I always use a one rein stop, actually I've never seen a "pulley rein" stop before, it looks a little terrifying though. You have to know how big or how small you can make your circles on the horse you are riding though. My mare, well I can pull her into a less than 10 feet circle on the wrong lead and she will switch and keep on going, or counter canter the whole way if she feels like it. Yeah, I'm not too worried about her losing her balance. Still I just pull her around and wait for her to STOP and GIVE. A lot of people do a one rein stop and quit when the horse gives them a walk. As soon as I start the circle I ask her to move her hip over and pivot on the front until she starts to give and _then_ I let her stop and take a deep breathe before I give her head back. If she is leaning on my hand, then I make her pivot more. Rinse and repeat.


----------



## boots (Jan 16, 2012)

I've tripped two horses over onto their sides using the one-rein stop. 

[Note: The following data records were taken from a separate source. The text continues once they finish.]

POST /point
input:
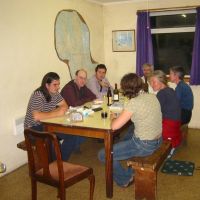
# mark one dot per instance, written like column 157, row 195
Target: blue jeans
column 68, row 143
column 126, row 149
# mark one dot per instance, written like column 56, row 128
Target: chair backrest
column 39, row 148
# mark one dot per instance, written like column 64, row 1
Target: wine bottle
column 116, row 93
column 109, row 97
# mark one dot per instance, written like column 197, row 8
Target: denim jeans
column 126, row 149
column 68, row 143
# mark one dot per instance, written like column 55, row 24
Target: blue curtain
column 144, row 51
column 195, row 69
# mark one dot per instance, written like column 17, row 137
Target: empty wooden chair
column 56, row 173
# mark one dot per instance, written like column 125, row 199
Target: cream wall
column 123, row 17
column 27, row 53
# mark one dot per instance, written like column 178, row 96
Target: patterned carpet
column 16, row 185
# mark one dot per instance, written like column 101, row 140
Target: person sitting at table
column 75, row 92
column 98, row 83
column 46, row 102
column 170, row 107
column 147, row 135
column 183, row 93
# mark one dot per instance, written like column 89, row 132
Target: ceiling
column 114, row 1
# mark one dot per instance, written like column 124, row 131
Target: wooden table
column 95, row 127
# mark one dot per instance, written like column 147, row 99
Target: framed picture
column 123, row 40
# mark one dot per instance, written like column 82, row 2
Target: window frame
column 173, row 30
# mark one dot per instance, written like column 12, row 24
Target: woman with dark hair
column 144, row 111
column 46, row 102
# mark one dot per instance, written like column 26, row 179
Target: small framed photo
column 123, row 40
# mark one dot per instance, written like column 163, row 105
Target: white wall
column 123, row 17
column 27, row 52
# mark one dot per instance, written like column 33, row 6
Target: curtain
column 195, row 69
column 144, row 51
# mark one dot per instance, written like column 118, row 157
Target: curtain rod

I'll go with the pulley rein technique. Even in a western curb or pelham.


----------



## TXhorseman (May 29, 2014)

The most common reaction of riders on runaway horses is to squeeze with their legs in an effort to stay on while at the same time pulling backward on both reins.

While we can seldom keep ourselves from reacting this way initially, it is important to counter this urge as soon as possible. It is very hard to fall off a horse if the rider is balanced, relaxed, and has a low center of gravity. Practice riding in this way helps it become more natural even in panicky situations. Knowing how hard it is to fall off the horse, the rider can relax his legs which had been telling the horse to run faster. 

If the horse does not respond to halt cues, the best thing to do is to turn the horse. The faster the horse is going, the more gradual the turn should be. Unless the horse turns well with usual cues, I recommend pulling one rein to the side (not backward) while relieving tension on the other rein. If you don't release tension on the second rein, you end up pulling on both reins and the horse may simply grip the bit in its mouth, lean forward while you hold it up, and run faster.

After beginning the turn, simply continue reducing the radius of the turn until the horse gradually slows and comes to a stop. This is much like what the cowboys did with stampeding cattle. Remember those cowboy movies?

In the few situations where wide turns are not possible, turning the horse into a barrier is usually effective. If this is not possible, about the only choices would be the pulley-stop or one-rein stop.


----------



## Palomine (Oct 30, 2010)

I may be wrong but I get the feeling that there are a lot of things in your riding and handling techniques that are lacking.

This horse is doing completely what it wants too, and eventually, you are going to get hurt.

Are you taking any lessons from someone that is qualified?

How much real experience do you have with horses and how gotten?


----------